Which alternative is more preferable? This gets into the issue of "utility theory“ in which this author claims no significant expertise. Utility theory relates the amount of possible loss to the odds of winning and losing, and presumably explains why there are no $1,000 slot machines that offer the same odds as $1 slot machines. Individuals and organizations make the different decisions when different amounts of money are at risk, even with the same odds. An organization may choose a statistically risker (higher CV) alternative that has a lower dollar risk over a lower-CV alternative with greater financial risk based on the organization’s perception of the utility of the situation.

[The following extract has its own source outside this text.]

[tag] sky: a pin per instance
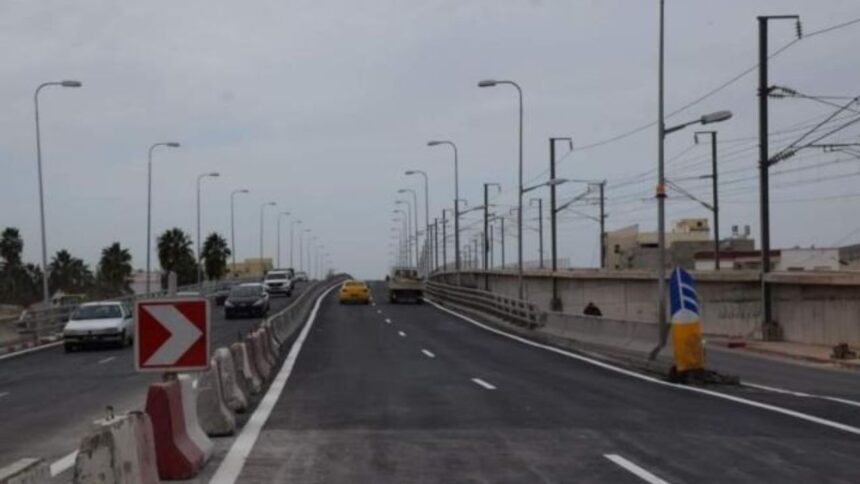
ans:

Of course, risk isn't the only consideration for participation in an episode family.  The organization should have an implementable plan to reduce the costs of each episode family in which it participates. This generally requires the committed involvement of the medical staff in each of the clinical areas involved, although some initiatives may span all clinical areas. Absent an implementable plan, the organization is simply playing the odds of encountering a relatively low-cost population rather than a higher-cost group of patients in the additional episode families. This may indeed reduce some statistical risk but meets none of the "triple aim" goals of the BPCI. It’s a Las Vegas-type of gamble that probably isn’t appropriate for a healthcare provider.

So what’s the right answer? Well, it’s the same answer as readers might have assumed before reading this article. Providers should participate in episode families where they have opportunities, through care management activities focused on those patients, to improve care and reduce cost. They shouldn’t avoid those families because of the added risk, since adding episode families will reduce statistical risk. However, they shouldn’t include episode families in which they have no opportunity for clinical improvements, since the added dollars at risk simply represent risk, not opportunity.


[1] CMS refers to a group of related DRG that must all be included in a participation contract as an “episode”. Since that term can also refer to an individual occurrence (an index admission followed by a post-discharge period), we use the term "episode family" to refer to these groups of DRGs.